La montée des extrêmes, de gauche comme de droite, est la nouveauté de la présente campagne en vue des élections européennes des 22-25 mai prochains.
A coup d’arguments excessifs, primaires et souvent archaïques, les protestataires ont trouvé un bouc émissaire fédérateur: l’Union européenne. Au passage, cela permet d’éviter de vrais débats, complexes il est vrai, mais déterminants pour l’avenir de nos Etats. Que devons-nous partager et décider ensemble pour adapter au mieux l’économie européenne au nouveau monde? Quelle est la place respective des institutions communes et des nations? Quels moyens consacrons-nous aux actions communes? Quels choix de politique économique et monétaire? Comment réduire les dettes et les déficits creusés par l’insouciance des gouvernants? Quel projet européen offre-t-on aux citoyens et avec quelles perspectives? Du coup, les eurosceptiques, gonflés de l’apport des populistes, s’en donnent à coeur joie.
Une fois tous les cinq ans, on parle d’Europe et c’est pour se défouler.
Car il est vrai que le mécontentement gagne en Europe. Il est d’abord adressé aux gouvernements nationaux, voire nos parlements, qui n’ont pas fait preuve de beaucoup d’anticipation et de réussite dans la crise. Certes l’attente est forte d’institutions européennes actives, efficaces, plus politiques. Et nombre de reproches pourraient leur être adressés à juste titre de ce point de vue. Mais ce sont justement ceux dont on ne parle pas.
Oui, la pratique institutionnelle des acteurs européens doit changer. Ils doivent d’abord s’adresser aux citoyens avant de se parler entre eux. Est-on bien sûr dans nos capitales que nous serons prêts à accepter d’être ainsi dépassés par le haut, là où certains veulent « tout changer » parce qu’ils n’ont rien compris ou font semblant de n’être pas responsables de la situation.

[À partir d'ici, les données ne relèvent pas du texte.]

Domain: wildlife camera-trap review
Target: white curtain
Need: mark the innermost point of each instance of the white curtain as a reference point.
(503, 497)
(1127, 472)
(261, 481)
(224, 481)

L’Europe, c’est nous, ce sont d’abord nos Etats qui ont décidé de coopérer ensemble d’une manière inédite et exceptionnelle dans l’histoire, avant d’être une construction forcément plus politique, un rapprochement progressif entre des peuples, qui doit, le jour où elle serait totalement démocratique, s’ajouter aux démocraties nationales. Nous n’en sommes pas encore là et pour l’instant il faut rendre à César ce qui appartient à César, c’est-à-dire la responsabilité de la crise à nos propres gouvernements. La diversité des situations économiques au sein de l’Union démontre, s’il en était besoin, que certains ont procédé courageusement et difficilement aux adaptations nécessaires et se portent bien pendant que d’autres ont rechigné, triché, différé et se portent mal. Et tout cela avec les mêmes politiques européennes.

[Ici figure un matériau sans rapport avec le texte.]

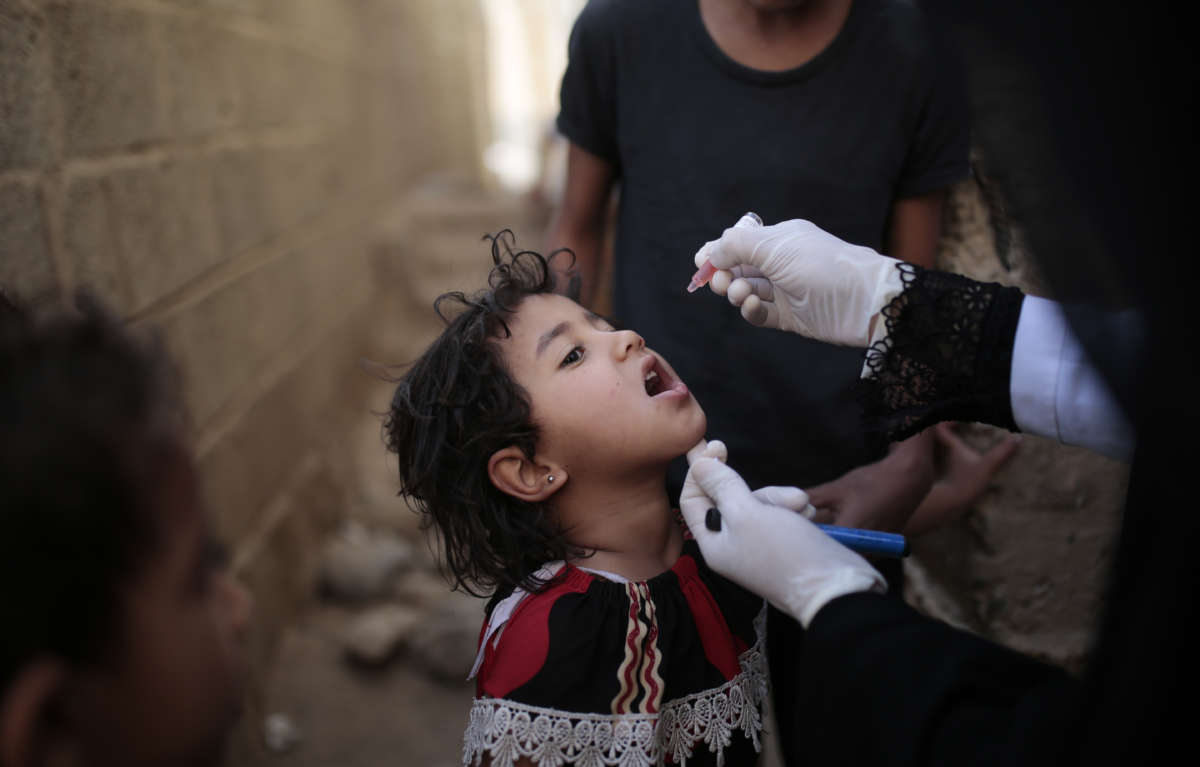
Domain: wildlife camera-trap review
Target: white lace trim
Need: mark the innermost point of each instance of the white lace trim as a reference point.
(508, 730)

Aussi les tentatives d’intéresser davantage nos concitoyens à ce scrutin important sont-elles un peu inadaptées.
Politiser le vote? Y-a-t-il vraiment des remèdes de gauche et des solutions de droite face aux dettes et aux déficits publics? N’est-ce pas précisément une erreur de politiser des choix qui relèvent davantage de l’intérêt supérieur? Alors que dans le nouveau Parlement européen la gauche et la droite devront coopérer?
Personnaliser les enjeux? Y-a-t-il vraiment tant de différences entre les principaux candidats et leurs programmes? Eux-mêmes le nient parce qu’ils savent qu’au-delà des divisions artificielles, il y a des actions à mener qui exigent l’adhésion de tous. Et que l’esprit des grandes coalitions soufflent sur une Europe qui sort de la crise?
Tout cela ne contribue-t-il pas, loin de rapprocher les électeurs du niveau européen, à les en éloigner davantage? Les Européens ne sont pas dupes de ces jeux politiciens qui, en nombre de lieux sur le continent, lassent alors que le monde court vers d’autres horizons.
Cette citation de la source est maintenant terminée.